Controlling scale and mealybugs can be difficult due to the protective waxy covering they use to protect themselves.  Often, conventional insecticides have a hard time penetrating this protective layer which renders them useless.  Timing of contact insecticides is important and may require repeat applications.  When scale insects are in the “crawler” stage, they are more susceptible to contact insecticides such as bifenthrin, malathion, or permethrin.  Scale usually enter this stage from May-June depending on species.  The “crawler” stage usually coincides with the first flush of new growth on shrubs.

Horticultural oils provide good control of scale and are effective throughout all stages of growth.  Applicators should pay special attention to the label of these types of products as they have restrictions on the temperatures in which they can be applied.  Systemic insecticides such as Zenith, Merit 2.5G and Dominion Tree and Shrub offer good control of soft scale but only suppress armored scale.  Systemic insecticides generally take between 30-45 days to be fully taken up into the plant.  The time of year and size of the plant will affect how long it takes for these insecticides to provide complete protection.

For mealybug control, either insecticidal soaps or horticultural oils may be used when insects are present.

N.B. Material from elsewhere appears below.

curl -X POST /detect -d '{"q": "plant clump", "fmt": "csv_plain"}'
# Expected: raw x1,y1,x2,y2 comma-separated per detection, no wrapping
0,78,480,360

Insecticidal soaps work by drying out the skin of mealybugs and causing dehydration.  Horticultural oils act by smothering mealybugs leading to suffocation.  Special care should be taken when using these products as some plants may be sensitive to them.  Also both of these types of products have temperature restrictions on when they can be applied.  Horticultural oils containing paraffin are less likely to have phytotoxic effects compared to those containing petroleum distillates.  

Mealybug control by contact insecticides such bifenthrin, malathion, and permetrol should be made when the insect is in the “crawler” stage.  At this immature stage, mealybugs are easier control due to lack of a protective waxy coating.  This stage is usually present initially during late spring/early summer.  Because mealybugs have more than one generation, they may also be present during the fall as well.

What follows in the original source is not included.